Tyson Foods Expands Recall of Ready-to-Eat Chicken Breast Strips

Tyson will install metal detectors to determine if food products have metal shards in them.

Tyson

Tyson Foods is expanding on a previous recall originally issued on March 21 of frozen, ready-to-eat chicken strip products made at one location between October 1, 2018 and March 8, 2019. In the last few days, consumers have allegedly found fragments of metal in some products, forcing the company to expand the recall despite most products already have been consumed without incidents.

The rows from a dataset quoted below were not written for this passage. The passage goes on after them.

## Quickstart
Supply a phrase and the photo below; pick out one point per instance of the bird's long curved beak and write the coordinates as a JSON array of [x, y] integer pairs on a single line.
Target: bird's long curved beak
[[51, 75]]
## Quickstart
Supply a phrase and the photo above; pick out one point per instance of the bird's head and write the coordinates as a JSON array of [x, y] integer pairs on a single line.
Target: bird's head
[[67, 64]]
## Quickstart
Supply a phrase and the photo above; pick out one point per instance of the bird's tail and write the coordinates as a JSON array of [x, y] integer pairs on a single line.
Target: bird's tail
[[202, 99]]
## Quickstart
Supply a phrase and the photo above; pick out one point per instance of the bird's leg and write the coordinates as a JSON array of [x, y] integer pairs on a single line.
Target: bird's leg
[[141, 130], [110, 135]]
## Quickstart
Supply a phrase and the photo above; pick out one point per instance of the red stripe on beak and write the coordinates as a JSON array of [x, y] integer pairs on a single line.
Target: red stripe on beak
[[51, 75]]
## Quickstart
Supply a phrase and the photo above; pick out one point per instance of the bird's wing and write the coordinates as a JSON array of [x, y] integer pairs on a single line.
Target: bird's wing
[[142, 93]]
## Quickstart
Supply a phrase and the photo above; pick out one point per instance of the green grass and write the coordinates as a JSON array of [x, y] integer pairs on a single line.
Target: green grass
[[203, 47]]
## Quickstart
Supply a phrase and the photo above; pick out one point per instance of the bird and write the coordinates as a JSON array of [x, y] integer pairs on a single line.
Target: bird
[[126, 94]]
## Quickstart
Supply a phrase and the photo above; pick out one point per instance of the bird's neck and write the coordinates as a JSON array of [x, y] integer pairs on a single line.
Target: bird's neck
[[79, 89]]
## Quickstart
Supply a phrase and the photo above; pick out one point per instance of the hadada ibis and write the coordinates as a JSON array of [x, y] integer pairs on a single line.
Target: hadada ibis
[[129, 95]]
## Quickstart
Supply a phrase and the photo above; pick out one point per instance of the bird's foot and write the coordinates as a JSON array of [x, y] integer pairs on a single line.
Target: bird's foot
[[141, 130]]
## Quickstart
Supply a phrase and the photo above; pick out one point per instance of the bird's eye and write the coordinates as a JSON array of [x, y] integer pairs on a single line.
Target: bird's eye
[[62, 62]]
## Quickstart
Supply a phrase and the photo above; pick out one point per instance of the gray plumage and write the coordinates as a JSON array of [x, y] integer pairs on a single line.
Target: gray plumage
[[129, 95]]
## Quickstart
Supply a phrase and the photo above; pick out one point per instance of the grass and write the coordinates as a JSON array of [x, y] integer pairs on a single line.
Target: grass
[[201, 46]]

“Consumers expect that the food they eat is safe. In their best interest and in an abundance of caution we’re taking quick and decisive action to expand this recall,” said Barbara Masters, DVM, vice president of regulatory food policy, food and agriculture for Tyson Foods. “Our company is taking corrective action at the location that makes these products. We have discontinued use of the specific equipment believed to be associated with the metal fragments, and we will be installing metal-detecting X-ray machinery to replace the plant’s existing metal-detection system. We will also be using a third-party video auditing system for metal-detection verification.”   

The expanded recall includes Tyson branded products as well as private label products made for customers that were sold to retailers and some foodservice wholesalers. Each package bears the establishment code P7221 and a "use by" date of October 1, 2019 to March 7, 2020.